Retrato de un escritor entrando en la madurez
Ya va siendo hora de advertir que Camilo José Cela, en la época en que comenzaba a brillar como novelista, lucía una figura muy distinta a la que exhibió más tarde, cuando llegaron los premios. Cuarenta años marcan una gran diferencia, pero cincuenta o sesenta kilos consiguen hacerlo todavía más. En su novela San Camilo; 1936 se incluye una fotografía de entonces; nos bastará con examinarla a conciencia.
La foto muestra un jovencito un tanto huraño, armado de un aire entre burlón y suplicante. El pelo, oscuro y muy lacio, está peinado hacia atrás, salvo un único mechón rebelde que consigue escaparse de lado. La frente, lisa y enorme, se prolonga por medio de unas entradas prematuras; la cara, afilada y larga, con las mejillas hundidas, pone todavía más en evidencia la comisura abultada de los labios. En medio del largo cuello sobresale la nuez como un solitario peón de ajedrez a punto de coronar. El pecho queda hundido sobre los pulmones castigados por la tisis, pero la figura resulta esbelta y ladeada, acentuando aún más una talla en aquel entonces nada común. Y por encima de todo el cuadro resalta con claridad una mirada dura, casi cruel, como la del autor dispuesto a retratar un mundo en el que la piedad murió, hace ya tiempo, de frío y de soledad. Es el lector de Nietzsche por parte de padre y de Byron por parte de madre, como corresponde. Es el prófugo que recorre las calles recién regadas de la gran ciudad, cuando amanece, con la tos perdiéndose en la bufanda. Es el Camilo José Cela actor de El sótano y de Facultad de Letras, el novelista de Pabellón de reposo, el poeta de Pisando la dudosa luz del día, aquél que compone el gesto exacto de quien adivina que el destino le ha tocado ya en el hombro, pero todavía no sabe con qué intención.

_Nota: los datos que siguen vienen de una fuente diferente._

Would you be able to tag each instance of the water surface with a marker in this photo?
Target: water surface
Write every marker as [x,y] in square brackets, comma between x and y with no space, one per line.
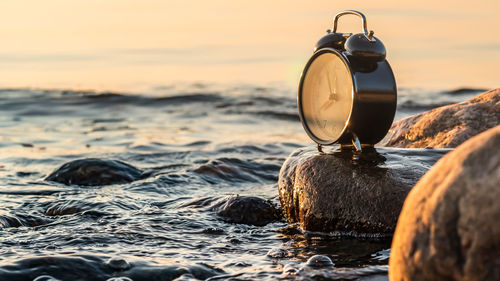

Cuarenta o cincuenta años más tarde todo ha cambiado y, sin embargo, el retrato sigue siendo válido. Los kilos de más, la papada, la mirada dulce de quien no necesita darse ya ánimos, el pelo escaso y la frente cruzada por un mar de arrugas producen una misma y sorprendente sensación. Camilo José Cela, como Dorian Gray, contó con un pacto con el diablo: todo seguiría igual mientras la mano que sujetaba con dedos deformes una pluma estilográfica, siempre vacía en su continuo camino desde el papel al tintero y vuelta atrás, no parase nunca de llenar cuartilla tras cuartilla con la letra minúscula del cuidadoso y aplicado amanuense. Quien pretenda conocerle de verdad tendrá que leer sus libros: estas páginas de ahora le sobran. Al fin y al cabo, sólo hablan del Camilo José Cela hecho, ¡qué vulgaridad!, a la postre de carne mortal.